I'll be happy to accomplish what I've promised above, as it forms the core essence of the sound. See the "In the future" list below for details on my plan to incorporate note release behavior for each operator.
This repository is missing the following directories referenced in the code, because the files are too large or numerous to push to GitHub:
- data (Large CSV files containing the spectrogram data and raw audio data)
- patches (Collection of synth patch files in a binary format the Genesis can read)
- wav (Recorded samples of the patch files being played in the Deflemask music tracker)
- val_patches and val_wav (same as above, but for model validation)
However, for personal use, you don't need anything in those directories.
- numpy
- os
- pandas
- tensorflow (I used 2.11, though 2.10 should work if you're running a CUDA setup on Windows)
- Create a main directory to store everything in.
- Download the models and src directories to the main directory.
- Create subdirectories input and output in the main directory.
- Place WAV files that are at least 3.25 seconds* long in the input directory. If you are including percussion samples, be sure to fill out the rest of the time with silence. These must be in MONO, so use Audacity or another converter tool if necessary.
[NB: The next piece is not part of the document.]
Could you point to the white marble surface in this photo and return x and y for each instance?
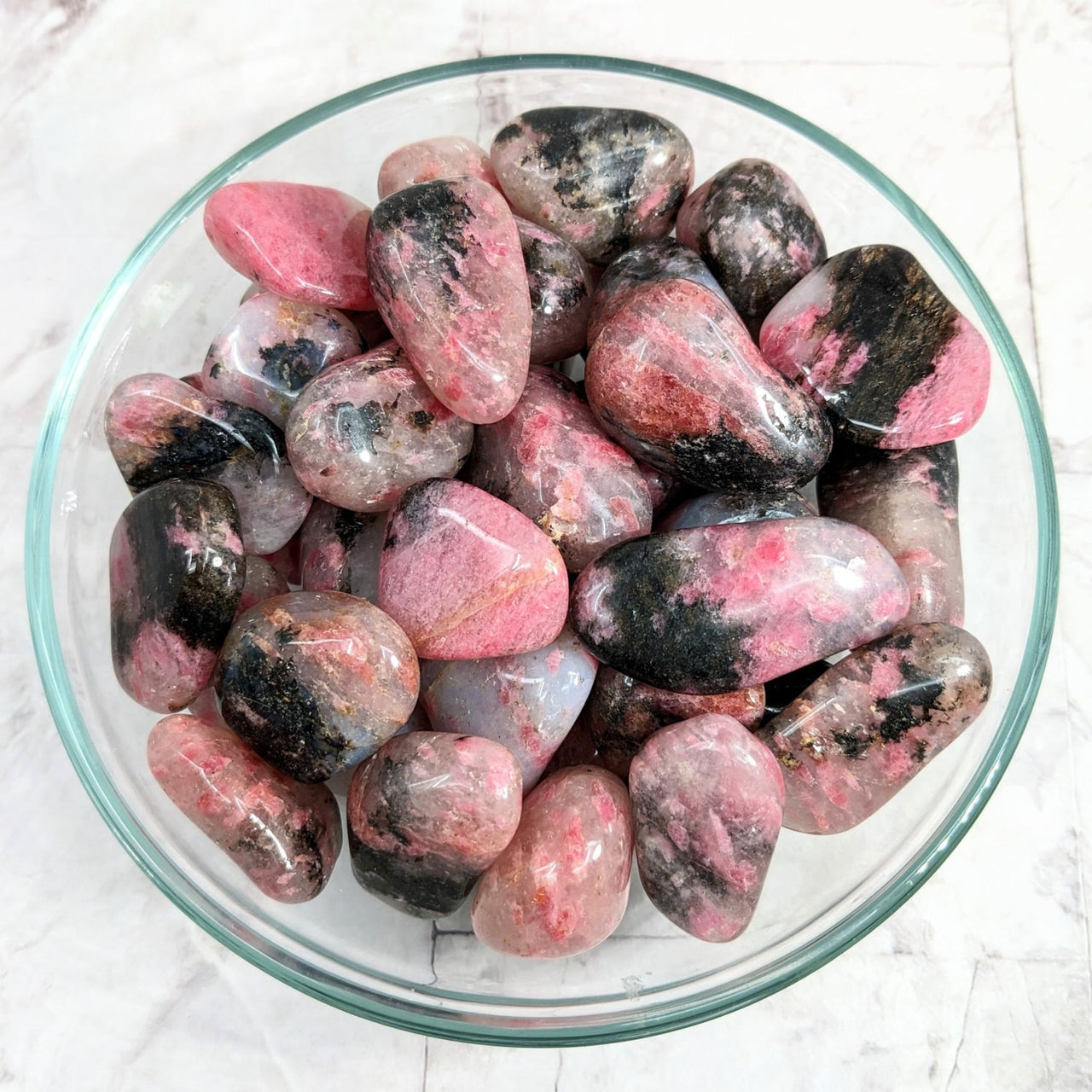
(109, 109)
- Go into s2g_main.py and set the booleans for FM algorithms you wish to use.
- Run s2g_main.py from the CLI.
- The generated patch files are placed in the output directory.
*This is 4 beats under the default tempo in the Deflemask tracker. It should be long enough to accurately measure the decay of the sound over time.
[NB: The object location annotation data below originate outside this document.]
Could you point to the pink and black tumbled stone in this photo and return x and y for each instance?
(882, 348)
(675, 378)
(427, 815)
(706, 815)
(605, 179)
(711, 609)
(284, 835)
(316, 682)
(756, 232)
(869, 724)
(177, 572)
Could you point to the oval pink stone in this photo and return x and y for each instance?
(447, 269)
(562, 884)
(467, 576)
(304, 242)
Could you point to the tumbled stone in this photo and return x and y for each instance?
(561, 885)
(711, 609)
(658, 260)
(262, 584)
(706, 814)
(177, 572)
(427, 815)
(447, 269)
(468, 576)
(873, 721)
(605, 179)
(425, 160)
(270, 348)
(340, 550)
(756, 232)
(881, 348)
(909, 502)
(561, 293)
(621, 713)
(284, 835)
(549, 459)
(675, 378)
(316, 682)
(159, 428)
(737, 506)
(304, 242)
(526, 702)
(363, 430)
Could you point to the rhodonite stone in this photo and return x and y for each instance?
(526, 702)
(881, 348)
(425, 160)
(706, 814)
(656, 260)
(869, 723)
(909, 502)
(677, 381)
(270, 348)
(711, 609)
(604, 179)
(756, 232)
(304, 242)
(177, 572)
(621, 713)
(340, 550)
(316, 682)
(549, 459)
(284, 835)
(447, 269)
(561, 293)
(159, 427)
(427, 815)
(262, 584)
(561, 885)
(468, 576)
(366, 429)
- Spectrum analyzer, with a loop version which stores all spectrograms in a single CSV (DataFrame, with wav file names as indices)
- A WAV to CSV script, which compiles the raw audio data into a CSV.
- A Y12 to CSV script, which interprets the bytes in each instrument file and organizes the information in a CSV (another DataFrame)
- (Feb 17) A rescale & PCA script to reduce the raw audio data's dimensions. I chose 200 for dimension which appears to give good results, according to the plot found in the Jupyter notebook.
- (Feb 17) Algorithm 7's neural network model in Keras, with 30 trial trainings (results are in metrics directory), using an AMD GPU with the ROCm drivers.
- (Feb 19) Estimator script for all algorithms. It will take a WAV name and desired algorithm, load the appropriate model files, make the predictions, then output them as a Y12 synth patch file, ready for use in a Genesis music tracker.
- (Feb 19) The main script, which searches the input directory for WAV files, then calls the estimator function 8 times for each of them, recording the results as ready-to-use Y12 files. (Currently, all but Algorithm 7's calls are dummied out, since I'm still working on the other models).
- (Feb 20) The remaining model training scripts. I've also linked these to a common training script and test script, for convenience. The main script now allows for use of all 8 algorithms, though 0 through 6 are off until I do some testing.
- (Feb 28) The models are overfit, as one could expect from a first try. I am trying again with convolutional neural networks by adding 2 Conv2D layers and modifying the input format. I am also decreasing the number of epochs to avoid overfitting. I'll run tests on these tonight.
- Testing and improving the models.
- Implement training for the release behavior.
- Switch from Deflemask to a custom Genesis ROM which will play all instruments in the training set one after the other, while Audacity records the output (either through Regen or my own Genesis*).
- Find an FM synthesis library for Python so I can generate audio based on the predictions and compare either the spectra, raw audio output, or both, likely using the L2 error metric.
- Rebuild this in PyTorch just for fun.
*I might need to replace the capacitors and amp circuit on it first, to ensure the cleanest possible sound output.